Isilda refugeed from Chile at 24 years old, coming to Sheffield to find a home, in which she spent the rest of her life, and won many awards for her community work as well as taking the role of Director of Green City Action and working for many other different organisations.
A memorable moment in Isilda’s life was working for the red cross, leading her to be called in as a nurse for the Hillsborough disaster.
Mr Ernesto says: “I remember the day she was called out, an extremely traumatic thing that stayed with her.”
Isilda then decided to make a change for her community creating the Pitsmoor Baby and Toddler group. The Pitsmoor Baby and Toddler Group has been running for more than 30 years.
Mr Ernesto says: “The playgroup is a real hope. Being a refugee, she was worried they might come and get me, or I might get taken away from her, so she wanted people to feel safe.
“No matter the language. No matter the faith, culture; she wanted to provide a safe place. That’s why she started the playgroup. That’s her legacy.”
Sola Makoubi, 43, a friend of Isilda’s, met her first 14 years ago when she joined the Pitsmoor Baby and Toddler group with her children.
Mrs Makoubi says, “The most incredible thing about Isilda was Isilda. I was very pleased and very proud that so many people showed up. She deserved a good send-off.”
New parents also see the Pitsmoor Group as essential for them and their children.
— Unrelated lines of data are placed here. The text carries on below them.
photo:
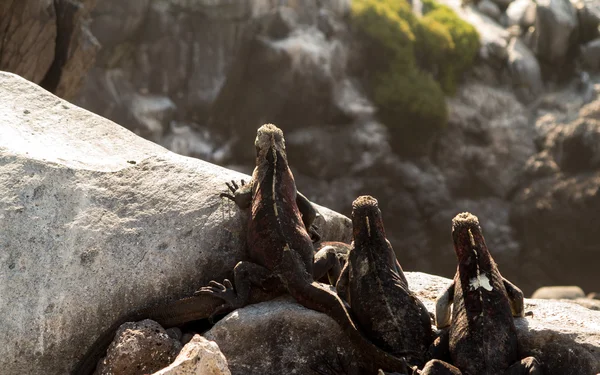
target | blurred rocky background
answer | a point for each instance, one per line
(433, 107)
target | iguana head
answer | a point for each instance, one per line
(467, 237)
(269, 138)
(366, 219)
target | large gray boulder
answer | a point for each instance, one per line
(97, 222)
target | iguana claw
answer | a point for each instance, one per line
(233, 187)
(224, 291)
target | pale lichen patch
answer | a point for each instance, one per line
(480, 281)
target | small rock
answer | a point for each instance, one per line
(555, 22)
(279, 337)
(558, 292)
(490, 9)
(139, 348)
(198, 357)
(588, 15)
(590, 54)
(521, 13)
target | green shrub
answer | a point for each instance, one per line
(409, 62)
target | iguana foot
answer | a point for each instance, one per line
(224, 291)
(234, 188)
(314, 234)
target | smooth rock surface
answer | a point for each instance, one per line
(198, 357)
(555, 22)
(558, 292)
(279, 337)
(98, 222)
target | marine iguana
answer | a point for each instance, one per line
(185, 310)
(279, 247)
(482, 337)
(374, 284)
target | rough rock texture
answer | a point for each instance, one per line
(564, 336)
(278, 337)
(203, 56)
(139, 348)
(556, 202)
(558, 292)
(198, 357)
(96, 223)
(47, 42)
(198, 76)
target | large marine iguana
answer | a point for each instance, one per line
(279, 247)
(374, 284)
(199, 307)
(482, 338)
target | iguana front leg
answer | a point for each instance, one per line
(245, 275)
(242, 196)
(527, 366)
(341, 286)
(442, 307)
(309, 214)
(329, 260)
(515, 297)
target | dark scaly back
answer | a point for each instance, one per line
(276, 217)
(387, 311)
(482, 335)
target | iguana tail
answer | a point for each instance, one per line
(314, 296)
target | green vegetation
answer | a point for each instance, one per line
(410, 62)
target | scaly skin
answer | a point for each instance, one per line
(482, 334)
(279, 245)
(375, 286)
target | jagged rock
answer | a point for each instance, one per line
(198, 357)
(588, 15)
(558, 292)
(96, 219)
(28, 35)
(487, 141)
(554, 212)
(280, 336)
(76, 48)
(521, 13)
(297, 74)
(555, 24)
(490, 9)
(47, 42)
(590, 54)
(524, 71)
(139, 348)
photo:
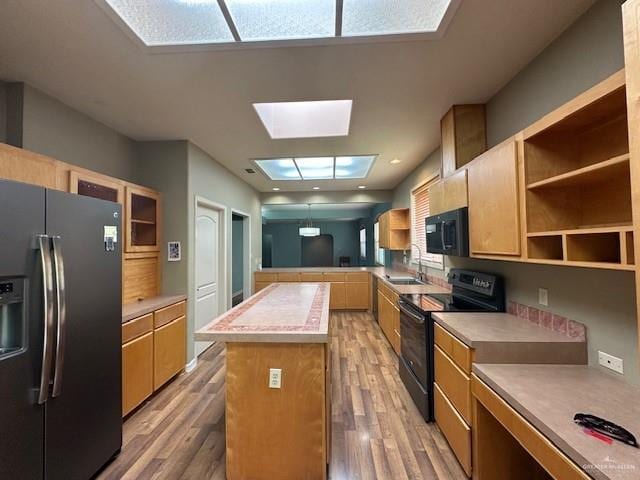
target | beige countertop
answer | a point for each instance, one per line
(379, 272)
(279, 313)
(505, 338)
(548, 396)
(137, 309)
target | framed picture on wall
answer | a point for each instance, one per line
(174, 252)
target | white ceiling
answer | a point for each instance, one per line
(72, 50)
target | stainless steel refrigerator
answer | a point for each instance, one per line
(60, 330)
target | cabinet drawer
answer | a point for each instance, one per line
(357, 277)
(137, 372)
(311, 277)
(337, 297)
(454, 383)
(289, 277)
(169, 343)
(137, 327)
(454, 428)
(265, 277)
(168, 314)
(458, 351)
(357, 296)
(334, 277)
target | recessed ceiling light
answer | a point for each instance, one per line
(316, 168)
(324, 118)
(388, 17)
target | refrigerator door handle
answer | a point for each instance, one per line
(47, 349)
(61, 311)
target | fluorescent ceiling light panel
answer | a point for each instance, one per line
(279, 169)
(174, 22)
(324, 118)
(354, 167)
(317, 168)
(385, 17)
(259, 20)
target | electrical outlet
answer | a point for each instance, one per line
(543, 297)
(610, 362)
(275, 377)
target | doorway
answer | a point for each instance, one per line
(209, 266)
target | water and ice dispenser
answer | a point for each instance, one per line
(12, 316)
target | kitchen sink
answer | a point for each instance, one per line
(405, 281)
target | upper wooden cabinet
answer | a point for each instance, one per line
(463, 136)
(449, 193)
(395, 229)
(95, 185)
(142, 220)
(494, 216)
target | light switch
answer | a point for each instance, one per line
(275, 377)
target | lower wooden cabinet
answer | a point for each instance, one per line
(169, 351)
(137, 372)
(153, 352)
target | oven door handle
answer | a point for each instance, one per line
(418, 318)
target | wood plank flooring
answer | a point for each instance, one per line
(377, 432)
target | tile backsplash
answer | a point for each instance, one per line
(549, 320)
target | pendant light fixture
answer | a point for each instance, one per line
(308, 230)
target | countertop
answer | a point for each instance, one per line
(505, 338)
(380, 272)
(279, 313)
(548, 396)
(137, 309)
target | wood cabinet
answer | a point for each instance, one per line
(463, 136)
(494, 215)
(169, 351)
(395, 229)
(153, 352)
(142, 220)
(449, 193)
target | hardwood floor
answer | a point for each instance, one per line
(377, 432)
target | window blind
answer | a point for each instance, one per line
(420, 211)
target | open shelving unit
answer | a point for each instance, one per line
(577, 182)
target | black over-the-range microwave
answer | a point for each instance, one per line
(448, 233)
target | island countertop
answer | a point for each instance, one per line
(280, 313)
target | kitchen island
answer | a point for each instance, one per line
(277, 382)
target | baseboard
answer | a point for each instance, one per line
(191, 365)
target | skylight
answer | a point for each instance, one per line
(324, 118)
(183, 23)
(316, 168)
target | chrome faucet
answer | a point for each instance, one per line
(419, 273)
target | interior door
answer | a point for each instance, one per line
(22, 210)
(207, 267)
(84, 420)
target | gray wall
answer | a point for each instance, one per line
(586, 53)
(210, 180)
(52, 128)
(287, 243)
(237, 273)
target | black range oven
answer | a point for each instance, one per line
(471, 292)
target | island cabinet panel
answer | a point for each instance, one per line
(169, 351)
(276, 432)
(137, 372)
(494, 215)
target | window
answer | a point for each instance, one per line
(377, 251)
(419, 211)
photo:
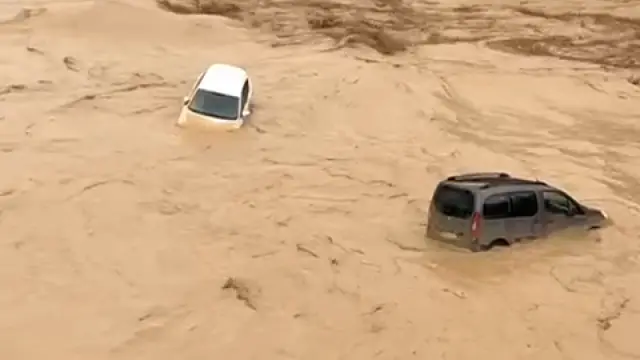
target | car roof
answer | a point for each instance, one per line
(224, 79)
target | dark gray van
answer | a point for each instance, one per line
(480, 210)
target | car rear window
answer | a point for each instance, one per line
(454, 202)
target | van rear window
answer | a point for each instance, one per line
(454, 202)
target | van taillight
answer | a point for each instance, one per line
(476, 225)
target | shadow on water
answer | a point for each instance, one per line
(458, 264)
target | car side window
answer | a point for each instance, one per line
(195, 86)
(496, 207)
(245, 93)
(523, 204)
(557, 203)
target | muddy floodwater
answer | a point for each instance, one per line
(301, 236)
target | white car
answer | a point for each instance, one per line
(221, 96)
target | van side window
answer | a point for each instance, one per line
(558, 203)
(523, 204)
(512, 205)
(496, 207)
(454, 202)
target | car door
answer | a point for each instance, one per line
(524, 221)
(246, 96)
(561, 212)
(193, 89)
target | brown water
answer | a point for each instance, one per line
(119, 231)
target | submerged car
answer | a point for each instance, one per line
(480, 210)
(221, 96)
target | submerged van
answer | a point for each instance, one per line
(480, 210)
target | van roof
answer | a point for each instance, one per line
(224, 79)
(481, 181)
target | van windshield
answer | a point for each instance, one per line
(216, 105)
(454, 202)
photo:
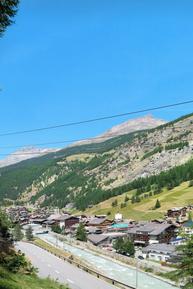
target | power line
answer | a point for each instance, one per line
(95, 119)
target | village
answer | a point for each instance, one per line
(154, 240)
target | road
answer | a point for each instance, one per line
(55, 268)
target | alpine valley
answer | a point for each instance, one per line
(126, 169)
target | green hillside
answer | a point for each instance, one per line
(21, 281)
(85, 175)
(144, 210)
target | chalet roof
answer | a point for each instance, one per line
(188, 224)
(66, 217)
(160, 248)
(96, 221)
(150, 228)
(96, 239)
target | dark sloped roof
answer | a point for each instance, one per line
(96, 239)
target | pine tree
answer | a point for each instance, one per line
(17, 233)
(184, 272)
(81, 233)
(29, 234)
(8, 10)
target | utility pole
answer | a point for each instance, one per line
(136, 282)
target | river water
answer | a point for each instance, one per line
(110, 268)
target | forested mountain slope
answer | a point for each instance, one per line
(87, 174)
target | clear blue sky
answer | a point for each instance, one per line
(69, 60)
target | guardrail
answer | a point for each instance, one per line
(87, 269)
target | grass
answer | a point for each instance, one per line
(51, 248)
(21, 281)
(179, 196)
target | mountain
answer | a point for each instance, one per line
(142, 123)
(143, 162)
(24, 154)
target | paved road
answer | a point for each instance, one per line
(50, 265)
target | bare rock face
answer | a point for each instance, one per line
(24, 154)
(142, 123)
Jihaan Abbas, 30, a mother of three that has been attending the group for about four years says “Without it I wouldn’t have a routine. It keeps me sane as my family is away, and for the children this is their family.”
Miss Abbas also says Isilda always “made us feel welcome. She made us feel like a part of the community and like family”.
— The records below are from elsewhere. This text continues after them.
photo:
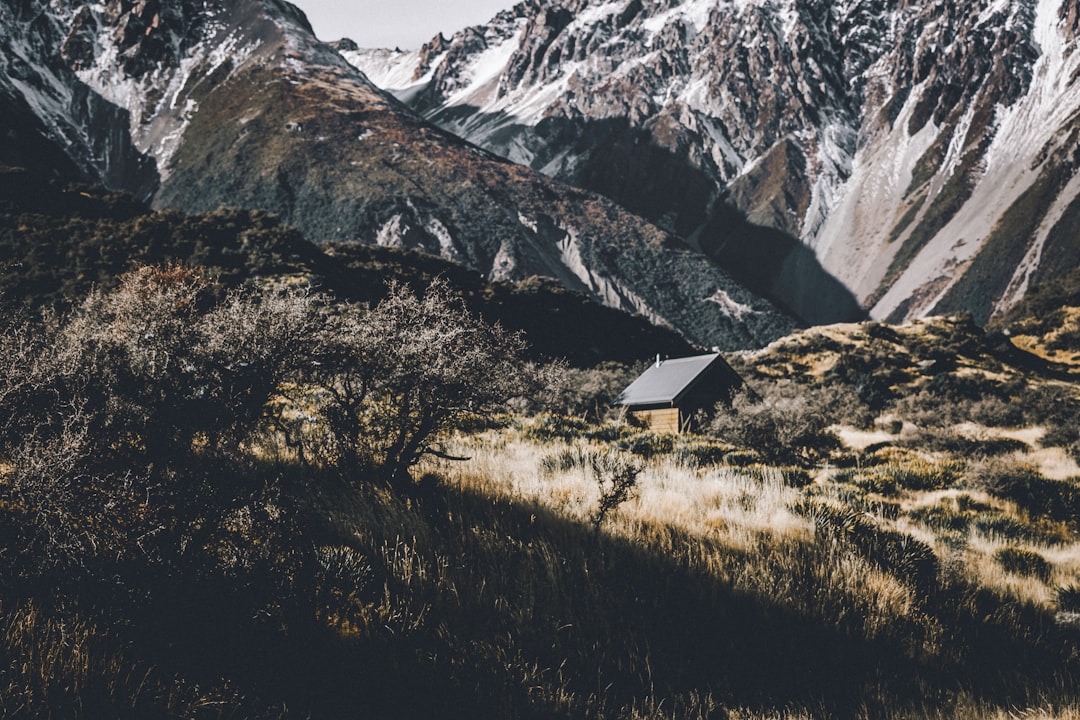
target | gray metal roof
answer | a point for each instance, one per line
(664, 382)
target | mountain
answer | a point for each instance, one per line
(58, 241)
(194, 105)
(923, 154)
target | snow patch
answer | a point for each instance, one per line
(730, 307)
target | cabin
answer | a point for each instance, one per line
(667, 395)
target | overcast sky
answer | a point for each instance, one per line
(405, 24)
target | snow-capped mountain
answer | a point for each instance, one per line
(923, 153)
(199, 104)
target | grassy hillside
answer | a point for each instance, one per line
(213, 501)
(888, 531)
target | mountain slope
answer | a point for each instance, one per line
(921, 151)
(238, 104)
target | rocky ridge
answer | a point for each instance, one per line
(239, 104)
(922, 152)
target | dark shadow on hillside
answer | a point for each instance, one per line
(58, 241)
(663, 186)
(780, 267)
(536, 591)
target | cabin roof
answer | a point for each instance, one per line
(666, 381)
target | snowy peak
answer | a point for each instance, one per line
(899, 141)
(198, 105)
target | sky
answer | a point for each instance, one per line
(405, 24)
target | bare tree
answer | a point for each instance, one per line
(396, 377)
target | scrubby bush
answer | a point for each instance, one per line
(1068, 598)
(565, 460)
(648, 445)
(590, 393)
(1022, 484)
(700, 453)
(1023, 561)
(549, 426)
(783, 424)
(907, 558)
(129, 420)
(393, 379)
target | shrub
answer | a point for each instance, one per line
(1058, 500)
(648, 445)
(1068, 598)
(1023, 561)
(564, 460)
(784, 425)
(616, 476)
(555, 428)
(394, 378)
(905, 557)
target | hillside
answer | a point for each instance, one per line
(190, 538)
(57, 242)
(199, 106)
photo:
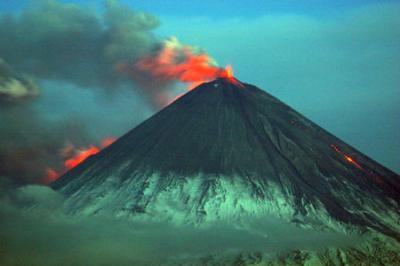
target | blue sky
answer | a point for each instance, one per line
(223, 8)
(337, 62)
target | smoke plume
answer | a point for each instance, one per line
(56, 43)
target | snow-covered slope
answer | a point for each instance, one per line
(227, 150)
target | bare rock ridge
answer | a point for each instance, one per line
(226, 149)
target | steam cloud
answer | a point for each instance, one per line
(70, 44)
(54, 238)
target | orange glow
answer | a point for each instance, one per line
(107, 141)
(74, 157)
(180, 64)
(81, 156)
(51, 175)
(176, 62)
(227, 72)
(347, 157)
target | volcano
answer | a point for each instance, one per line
(228, 150)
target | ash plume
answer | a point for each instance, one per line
(29, 144)
(70, 44)
(67, 42)
(13, 86)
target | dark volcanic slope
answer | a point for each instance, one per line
(224, 128)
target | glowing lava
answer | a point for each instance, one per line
(175, 62)
(74, 157)
(347, 157)
(227, 73)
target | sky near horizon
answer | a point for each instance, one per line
(336, 62)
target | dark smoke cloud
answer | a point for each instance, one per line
(68, 42)
(44, 235)
(29, 144)
(64, 44)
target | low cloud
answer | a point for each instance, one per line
(34, 228)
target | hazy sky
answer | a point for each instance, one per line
(336, 62)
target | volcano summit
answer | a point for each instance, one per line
(228, 150)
Isilda was quoted in the funeral programme as saying : “I just tried to do my best in this community. I just put a little something into this community.”
The Pitsmoor Baby and Toddler Group is now run by volunteers who have spent years alongside Isilda. The parents continue to rely on Isilda’s group as well as refugees who take the group as an opportunity to find a safe space for them and their children.